Tardy hatte das naturgemäß anders gesehen, denn er war sehr zufrieden mit seinem gemütlichen Dasein. Weil man jedoch mit seinen Eltern unmöglich diskutieren konnte, hatte er sich widerstrebend auf den Weg gemacht. Zu spät zwar – aber immerhin.

 

Ein grauer, mottenzerfressener Wollumhang umwehte den hageren Körper, des mürrisch dreinblickenden, jungen Geistes, der den Anfang machen sollte. Er räusperte sich. Nach unten gebogene Mundwinkel und zu schmalen Schlitzen verengte Augen kennzeichneten sein Gesicht. Oberhalb der Nasenwurzel befanden sich zwei senkrechte Falten. Seine Haut wirkte fahl und grau. Durch das helle Licht des Geistes vergangener Weihnachten waren sein dunkles, strähniges Haar und die verdrossene Miene weithin sichtbar. Unwirsch stieß er hervor: „Mein Name ist Grumble und ich bin hier, weil es dringend nötig ist, diese undankbaren Sterblichen in die Schranken zu weisen.“

Neben Tardy kicherte der Schlaks. „Grumble – was für ein passender Name. Das ist der nörgeligste Typ, den ich seit Langem getroffen habe. Verglichen mit ihm ist selbst mein Großonkel Grumpy eine wahre Stimmungskanone.“

Der schwarze Geist gebot ihm energisch zu schweigen und Tardys Nachbar verstummte augenblicklich.
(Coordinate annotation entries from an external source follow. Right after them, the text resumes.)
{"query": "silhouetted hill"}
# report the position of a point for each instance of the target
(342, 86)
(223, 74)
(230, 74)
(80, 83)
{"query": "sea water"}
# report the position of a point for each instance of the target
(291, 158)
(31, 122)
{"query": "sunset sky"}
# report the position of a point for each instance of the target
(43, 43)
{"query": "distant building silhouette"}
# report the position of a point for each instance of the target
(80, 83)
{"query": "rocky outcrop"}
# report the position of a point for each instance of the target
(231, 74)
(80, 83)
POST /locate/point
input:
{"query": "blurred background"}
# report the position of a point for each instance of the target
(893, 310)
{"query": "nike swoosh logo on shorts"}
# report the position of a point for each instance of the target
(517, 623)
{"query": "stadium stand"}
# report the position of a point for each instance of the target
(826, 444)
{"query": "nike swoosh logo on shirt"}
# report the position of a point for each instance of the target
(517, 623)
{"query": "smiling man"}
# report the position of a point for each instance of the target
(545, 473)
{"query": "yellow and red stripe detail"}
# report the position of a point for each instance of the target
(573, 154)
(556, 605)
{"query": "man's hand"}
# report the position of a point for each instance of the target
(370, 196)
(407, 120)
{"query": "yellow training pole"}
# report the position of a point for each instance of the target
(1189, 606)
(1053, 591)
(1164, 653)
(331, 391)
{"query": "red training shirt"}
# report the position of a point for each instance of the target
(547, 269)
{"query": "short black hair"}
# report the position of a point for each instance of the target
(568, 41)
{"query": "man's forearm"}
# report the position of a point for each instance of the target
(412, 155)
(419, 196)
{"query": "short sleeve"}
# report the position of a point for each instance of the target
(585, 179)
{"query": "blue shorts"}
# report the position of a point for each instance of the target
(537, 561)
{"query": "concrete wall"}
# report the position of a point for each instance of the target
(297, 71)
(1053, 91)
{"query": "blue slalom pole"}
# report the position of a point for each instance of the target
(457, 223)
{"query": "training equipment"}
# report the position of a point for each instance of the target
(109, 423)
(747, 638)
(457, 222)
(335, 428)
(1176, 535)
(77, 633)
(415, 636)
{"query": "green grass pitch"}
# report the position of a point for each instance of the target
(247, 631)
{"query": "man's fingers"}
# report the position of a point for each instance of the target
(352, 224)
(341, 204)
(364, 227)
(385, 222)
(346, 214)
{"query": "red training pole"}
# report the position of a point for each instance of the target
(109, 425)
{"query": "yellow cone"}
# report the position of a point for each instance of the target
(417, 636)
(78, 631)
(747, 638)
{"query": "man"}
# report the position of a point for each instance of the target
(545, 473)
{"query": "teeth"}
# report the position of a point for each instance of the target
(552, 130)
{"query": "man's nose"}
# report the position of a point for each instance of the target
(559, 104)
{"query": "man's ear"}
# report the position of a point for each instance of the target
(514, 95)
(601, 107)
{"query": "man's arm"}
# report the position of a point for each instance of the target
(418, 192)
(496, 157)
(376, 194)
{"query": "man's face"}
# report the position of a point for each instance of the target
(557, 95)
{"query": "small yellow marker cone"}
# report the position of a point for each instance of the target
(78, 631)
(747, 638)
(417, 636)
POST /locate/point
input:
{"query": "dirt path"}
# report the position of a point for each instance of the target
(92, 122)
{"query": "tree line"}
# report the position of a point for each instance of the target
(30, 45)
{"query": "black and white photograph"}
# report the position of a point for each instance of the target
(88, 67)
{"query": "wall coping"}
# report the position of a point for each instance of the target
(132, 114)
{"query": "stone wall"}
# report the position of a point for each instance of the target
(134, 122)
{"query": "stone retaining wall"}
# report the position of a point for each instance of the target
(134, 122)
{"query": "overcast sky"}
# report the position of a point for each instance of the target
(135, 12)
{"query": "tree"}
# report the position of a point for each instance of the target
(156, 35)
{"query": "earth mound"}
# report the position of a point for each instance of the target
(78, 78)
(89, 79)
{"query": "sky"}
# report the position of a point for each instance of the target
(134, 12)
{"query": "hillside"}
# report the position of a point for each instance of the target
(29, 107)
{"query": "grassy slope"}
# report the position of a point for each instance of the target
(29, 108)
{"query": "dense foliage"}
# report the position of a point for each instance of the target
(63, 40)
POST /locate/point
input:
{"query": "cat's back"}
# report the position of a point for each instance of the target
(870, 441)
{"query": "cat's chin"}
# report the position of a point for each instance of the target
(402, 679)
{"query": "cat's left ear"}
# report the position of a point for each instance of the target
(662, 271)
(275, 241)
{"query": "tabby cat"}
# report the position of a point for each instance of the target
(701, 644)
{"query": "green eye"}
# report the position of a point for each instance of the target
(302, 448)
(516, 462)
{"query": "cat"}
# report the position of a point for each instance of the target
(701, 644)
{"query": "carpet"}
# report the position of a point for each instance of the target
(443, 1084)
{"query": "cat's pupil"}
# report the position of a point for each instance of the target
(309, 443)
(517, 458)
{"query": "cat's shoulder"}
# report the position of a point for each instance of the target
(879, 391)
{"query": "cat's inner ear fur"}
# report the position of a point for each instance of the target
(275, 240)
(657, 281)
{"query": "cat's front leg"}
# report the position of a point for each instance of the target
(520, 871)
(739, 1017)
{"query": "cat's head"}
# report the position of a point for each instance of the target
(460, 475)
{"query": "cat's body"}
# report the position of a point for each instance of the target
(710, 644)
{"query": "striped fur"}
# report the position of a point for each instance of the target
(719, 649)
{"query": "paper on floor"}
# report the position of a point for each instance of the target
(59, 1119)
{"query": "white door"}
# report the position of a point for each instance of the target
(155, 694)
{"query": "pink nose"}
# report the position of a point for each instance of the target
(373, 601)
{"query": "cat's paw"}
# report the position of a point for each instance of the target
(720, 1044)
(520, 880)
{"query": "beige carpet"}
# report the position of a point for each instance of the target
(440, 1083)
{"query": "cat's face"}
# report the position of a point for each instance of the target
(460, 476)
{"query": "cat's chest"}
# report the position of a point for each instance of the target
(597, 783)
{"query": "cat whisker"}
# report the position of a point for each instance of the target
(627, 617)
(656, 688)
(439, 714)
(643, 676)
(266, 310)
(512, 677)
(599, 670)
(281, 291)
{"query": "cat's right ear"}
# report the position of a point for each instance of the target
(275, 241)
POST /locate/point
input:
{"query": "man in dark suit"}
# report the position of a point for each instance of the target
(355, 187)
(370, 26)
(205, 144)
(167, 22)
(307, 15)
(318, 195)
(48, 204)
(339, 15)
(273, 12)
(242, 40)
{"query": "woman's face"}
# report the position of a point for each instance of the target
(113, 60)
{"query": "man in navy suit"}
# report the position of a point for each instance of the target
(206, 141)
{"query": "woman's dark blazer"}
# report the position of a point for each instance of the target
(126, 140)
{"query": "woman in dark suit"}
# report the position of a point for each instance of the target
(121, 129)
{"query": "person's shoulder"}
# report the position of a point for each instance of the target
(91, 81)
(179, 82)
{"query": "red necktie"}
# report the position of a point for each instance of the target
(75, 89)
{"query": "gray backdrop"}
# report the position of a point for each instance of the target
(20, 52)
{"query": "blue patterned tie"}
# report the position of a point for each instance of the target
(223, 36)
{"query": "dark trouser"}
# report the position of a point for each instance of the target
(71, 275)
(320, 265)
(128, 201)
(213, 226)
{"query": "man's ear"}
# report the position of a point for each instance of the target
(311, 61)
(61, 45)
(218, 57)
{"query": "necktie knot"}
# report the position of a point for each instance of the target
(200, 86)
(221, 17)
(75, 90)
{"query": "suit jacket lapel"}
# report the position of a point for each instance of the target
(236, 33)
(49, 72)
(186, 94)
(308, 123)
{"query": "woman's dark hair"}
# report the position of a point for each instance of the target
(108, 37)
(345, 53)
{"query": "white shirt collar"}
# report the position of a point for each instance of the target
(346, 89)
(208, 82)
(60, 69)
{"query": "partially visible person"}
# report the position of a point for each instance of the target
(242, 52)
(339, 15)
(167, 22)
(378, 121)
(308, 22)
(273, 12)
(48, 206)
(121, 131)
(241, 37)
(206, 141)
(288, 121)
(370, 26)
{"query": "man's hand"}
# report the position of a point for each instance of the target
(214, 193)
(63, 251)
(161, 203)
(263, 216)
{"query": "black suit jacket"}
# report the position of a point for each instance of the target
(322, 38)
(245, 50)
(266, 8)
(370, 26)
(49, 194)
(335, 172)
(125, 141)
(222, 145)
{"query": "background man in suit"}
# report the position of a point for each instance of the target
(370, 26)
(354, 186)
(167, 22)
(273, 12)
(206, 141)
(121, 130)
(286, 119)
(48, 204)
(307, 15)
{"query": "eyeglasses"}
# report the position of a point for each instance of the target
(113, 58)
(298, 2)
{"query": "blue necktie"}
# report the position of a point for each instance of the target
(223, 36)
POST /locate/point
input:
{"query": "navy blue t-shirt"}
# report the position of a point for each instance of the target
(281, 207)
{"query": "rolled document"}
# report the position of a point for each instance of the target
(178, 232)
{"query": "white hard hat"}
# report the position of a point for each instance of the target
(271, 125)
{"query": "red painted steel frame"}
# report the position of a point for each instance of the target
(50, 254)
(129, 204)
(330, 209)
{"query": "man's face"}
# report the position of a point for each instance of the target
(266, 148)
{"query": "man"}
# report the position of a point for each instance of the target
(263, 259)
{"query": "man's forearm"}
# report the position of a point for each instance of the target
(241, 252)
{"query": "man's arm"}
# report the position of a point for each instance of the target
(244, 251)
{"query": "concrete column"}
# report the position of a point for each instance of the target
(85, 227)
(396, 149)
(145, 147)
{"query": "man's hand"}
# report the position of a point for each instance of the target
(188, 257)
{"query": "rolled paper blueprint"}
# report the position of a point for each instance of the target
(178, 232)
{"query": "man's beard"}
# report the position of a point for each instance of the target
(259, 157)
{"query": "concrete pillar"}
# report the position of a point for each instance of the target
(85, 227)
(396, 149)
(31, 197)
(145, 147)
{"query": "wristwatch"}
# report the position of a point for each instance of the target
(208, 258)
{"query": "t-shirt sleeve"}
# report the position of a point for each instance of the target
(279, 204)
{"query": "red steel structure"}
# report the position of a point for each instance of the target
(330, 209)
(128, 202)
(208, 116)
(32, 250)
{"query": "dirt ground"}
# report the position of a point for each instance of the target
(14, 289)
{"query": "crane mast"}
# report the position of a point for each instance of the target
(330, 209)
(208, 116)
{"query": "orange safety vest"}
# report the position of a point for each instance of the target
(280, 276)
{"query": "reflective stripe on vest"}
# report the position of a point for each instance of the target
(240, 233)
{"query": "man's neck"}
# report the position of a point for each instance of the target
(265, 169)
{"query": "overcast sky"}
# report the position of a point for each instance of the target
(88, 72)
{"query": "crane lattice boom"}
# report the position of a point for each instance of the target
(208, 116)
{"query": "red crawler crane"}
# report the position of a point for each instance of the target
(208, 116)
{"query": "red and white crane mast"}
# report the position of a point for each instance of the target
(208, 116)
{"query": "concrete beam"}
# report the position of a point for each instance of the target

Der Geist vergangener Weihnachten wandte sich mit sanfter Stimme an Grumble: „Es geht nicht um Zurechtweisung, mein Sohn, sondern darum, die Fehlgeleiteten auf den rechten Weg zurückzuführen. Möchtest du uns noch etwas über dich mitteilen?“ Da er jedoch nur ein verdrießliches Kopfschütteln erntete, fuhr er fort: „Wie schade. Nun denn: Der Nächste bitte.“

„Das bin dann wohl ich.“ Ein junger, blauhaariger Geist machte eine weitausholende Armbewegung und traf Grumble versehentlich mit dem Ellbogen. Dieser wollte sofort zurückschlagen, was der Schwarzverhüllte mit einer ausdrucksstarken Handbewegung vereitelte. Der Verursacher zuckte gleichmütig mit den Schultern und stellte sich vor. „Trouble. Ich heiße Trouble.“ Ein belustigtes Raunen ging durch die Reihe und der rothaarige Schlaks wisperte: „Und wieder ist der Name Programm.“

„Nun, mein Junge. Was führt dich zu uns?“ Der Riese musterte Trouble eingehend. „Weshalb möchtest du ein Geist der Weihnacht werden?“

Trouble wirkte mit einem Schlag nicht mehr so selbstbewusst. Verlegen schob er die bläulich schimmernden Hände in die Taschen seiner alten, verwaschenen Jeans. „Ähm. Ich weiß nicht … die letzten drei Jobs waren nichts für mich und da dachte ich: Probiere ich es halt mal …“

Grumble schnaubte abfällig. „Das ist ja eine herausragende Qualifikation: Unfähigkeit in allen Lebenslagen.“

Diese Aussage machte Trouble wütend, weshalb er ihm erneut den Ellbogen in die Seite rammte – dieses Mal allerdings mit voller Absicht und ebensolcher Wucht. „Du hast es nötig, rennst herum wie ein alter Putzlappen!“, schleuderte er Grumble entgegen.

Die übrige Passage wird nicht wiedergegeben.